Although not legally
required, IBAs have evolved in part to reduce uncertainty and potential delays
in developing projects. Companies are seeking to solidify support for the
projects, while Aboriginal groups seek community support, recognition, respect,
and various economic and social advantages such as employment, investment, and
funding among other things. IBAs can help both parties achieve these goals.
Though contractual, IBAs may contain certain  regulatory element(s)
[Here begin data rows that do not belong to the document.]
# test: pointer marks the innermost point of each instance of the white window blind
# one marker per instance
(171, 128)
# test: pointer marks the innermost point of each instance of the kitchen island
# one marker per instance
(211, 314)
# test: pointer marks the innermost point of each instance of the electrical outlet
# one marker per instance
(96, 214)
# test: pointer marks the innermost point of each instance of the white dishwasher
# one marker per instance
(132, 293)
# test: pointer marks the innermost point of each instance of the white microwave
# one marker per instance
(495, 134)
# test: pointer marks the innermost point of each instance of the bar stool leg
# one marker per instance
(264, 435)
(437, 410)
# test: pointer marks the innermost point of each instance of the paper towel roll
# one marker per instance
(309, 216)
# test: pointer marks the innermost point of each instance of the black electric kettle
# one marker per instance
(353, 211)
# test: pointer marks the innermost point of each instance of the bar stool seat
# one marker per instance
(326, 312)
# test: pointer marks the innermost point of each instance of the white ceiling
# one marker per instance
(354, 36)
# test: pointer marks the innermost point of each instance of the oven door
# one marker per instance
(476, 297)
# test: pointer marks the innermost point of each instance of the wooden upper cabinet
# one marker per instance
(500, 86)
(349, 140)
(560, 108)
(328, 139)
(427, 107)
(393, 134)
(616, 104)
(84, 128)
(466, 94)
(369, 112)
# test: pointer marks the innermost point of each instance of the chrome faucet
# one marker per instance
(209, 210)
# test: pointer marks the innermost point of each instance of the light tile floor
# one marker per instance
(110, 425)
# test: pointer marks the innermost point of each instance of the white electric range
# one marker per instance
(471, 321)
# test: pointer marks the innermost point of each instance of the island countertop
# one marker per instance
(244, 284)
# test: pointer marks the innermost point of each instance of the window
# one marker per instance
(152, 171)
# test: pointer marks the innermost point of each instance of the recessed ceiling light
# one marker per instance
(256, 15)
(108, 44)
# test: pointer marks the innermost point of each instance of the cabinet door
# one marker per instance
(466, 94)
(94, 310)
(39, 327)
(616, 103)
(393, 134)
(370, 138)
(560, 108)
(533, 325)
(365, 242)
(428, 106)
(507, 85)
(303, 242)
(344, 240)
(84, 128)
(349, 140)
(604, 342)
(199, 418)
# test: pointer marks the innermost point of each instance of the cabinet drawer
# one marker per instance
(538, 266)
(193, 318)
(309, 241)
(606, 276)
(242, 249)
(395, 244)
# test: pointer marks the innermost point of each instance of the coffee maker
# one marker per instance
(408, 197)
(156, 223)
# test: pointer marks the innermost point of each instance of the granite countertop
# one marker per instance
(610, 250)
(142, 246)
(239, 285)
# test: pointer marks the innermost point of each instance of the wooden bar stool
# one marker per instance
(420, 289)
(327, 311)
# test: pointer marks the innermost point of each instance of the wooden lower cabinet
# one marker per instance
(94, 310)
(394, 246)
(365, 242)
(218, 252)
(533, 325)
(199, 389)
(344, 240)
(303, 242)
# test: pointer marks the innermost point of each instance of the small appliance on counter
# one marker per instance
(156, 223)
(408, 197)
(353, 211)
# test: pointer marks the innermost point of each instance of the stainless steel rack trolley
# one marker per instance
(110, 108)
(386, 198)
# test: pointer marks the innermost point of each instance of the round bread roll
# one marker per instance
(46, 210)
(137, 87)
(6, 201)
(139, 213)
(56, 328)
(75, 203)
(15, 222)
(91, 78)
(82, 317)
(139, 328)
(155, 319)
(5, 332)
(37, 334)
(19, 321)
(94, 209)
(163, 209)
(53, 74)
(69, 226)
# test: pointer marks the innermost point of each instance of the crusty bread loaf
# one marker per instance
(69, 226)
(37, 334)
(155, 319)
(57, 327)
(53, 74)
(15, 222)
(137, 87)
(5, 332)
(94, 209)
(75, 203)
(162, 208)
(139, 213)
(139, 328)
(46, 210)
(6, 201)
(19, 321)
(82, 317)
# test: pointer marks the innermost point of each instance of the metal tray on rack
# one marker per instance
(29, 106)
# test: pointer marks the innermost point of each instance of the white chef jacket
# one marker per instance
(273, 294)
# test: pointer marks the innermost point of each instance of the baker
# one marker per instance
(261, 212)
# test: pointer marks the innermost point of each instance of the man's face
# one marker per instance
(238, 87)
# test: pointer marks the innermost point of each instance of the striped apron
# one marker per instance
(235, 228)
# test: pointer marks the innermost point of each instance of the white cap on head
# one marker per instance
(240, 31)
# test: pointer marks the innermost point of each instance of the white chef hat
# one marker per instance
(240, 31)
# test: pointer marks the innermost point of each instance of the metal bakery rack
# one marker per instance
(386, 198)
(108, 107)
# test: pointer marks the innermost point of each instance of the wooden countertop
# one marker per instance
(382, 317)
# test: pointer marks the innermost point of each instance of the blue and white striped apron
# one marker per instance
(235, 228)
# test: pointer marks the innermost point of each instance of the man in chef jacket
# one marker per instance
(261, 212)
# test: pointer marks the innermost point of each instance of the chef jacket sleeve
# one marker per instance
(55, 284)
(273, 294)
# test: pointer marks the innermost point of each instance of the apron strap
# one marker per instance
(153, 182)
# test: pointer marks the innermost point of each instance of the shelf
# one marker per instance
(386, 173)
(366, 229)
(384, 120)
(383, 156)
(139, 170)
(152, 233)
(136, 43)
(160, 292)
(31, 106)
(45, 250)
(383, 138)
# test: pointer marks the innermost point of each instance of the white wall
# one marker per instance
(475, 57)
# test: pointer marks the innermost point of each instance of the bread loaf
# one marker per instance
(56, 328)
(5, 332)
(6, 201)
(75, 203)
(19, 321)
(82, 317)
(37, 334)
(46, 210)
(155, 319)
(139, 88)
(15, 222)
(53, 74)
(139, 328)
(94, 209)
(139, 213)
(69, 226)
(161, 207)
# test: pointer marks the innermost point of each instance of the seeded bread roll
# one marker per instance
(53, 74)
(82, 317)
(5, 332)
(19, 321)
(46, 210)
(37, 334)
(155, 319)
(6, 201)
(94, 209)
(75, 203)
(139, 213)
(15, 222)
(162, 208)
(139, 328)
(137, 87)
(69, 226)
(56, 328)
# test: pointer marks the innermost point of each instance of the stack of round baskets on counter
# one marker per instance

covering a holistic range of provisions by creating detailed internal structures
which helps the indigenous communities overcome marginalization and increasing
indigenous control of resources (to the extent permitted by the law) to ensure
that the benefits flow to the communities affected by degradation.

IBAs are enforceable
contractual documents through which communities can seek redress in court. This
is evident in its robust and tested dispute resolution mechanisms. In addition
to the above, IBAs limits governmental involvement and are managed by
transparent internal bodies with checks and balances. Finally, IBAs can operate
on an extremely large scale unlike the proposed ‘Host Community Funds’ and
GMOUs as seen in their use in Australia. They are also flexible enough to be
implemented with small communities without sacrificing bargaining power and
this is key due to tribal tensions that could see individual communities seek
to make agreements alone.

Tolu Aderemi is a Partner
with Perchstone & Graeys while Tolu Ogidi is currently on internship from
the University of Aberdeen, Scotland.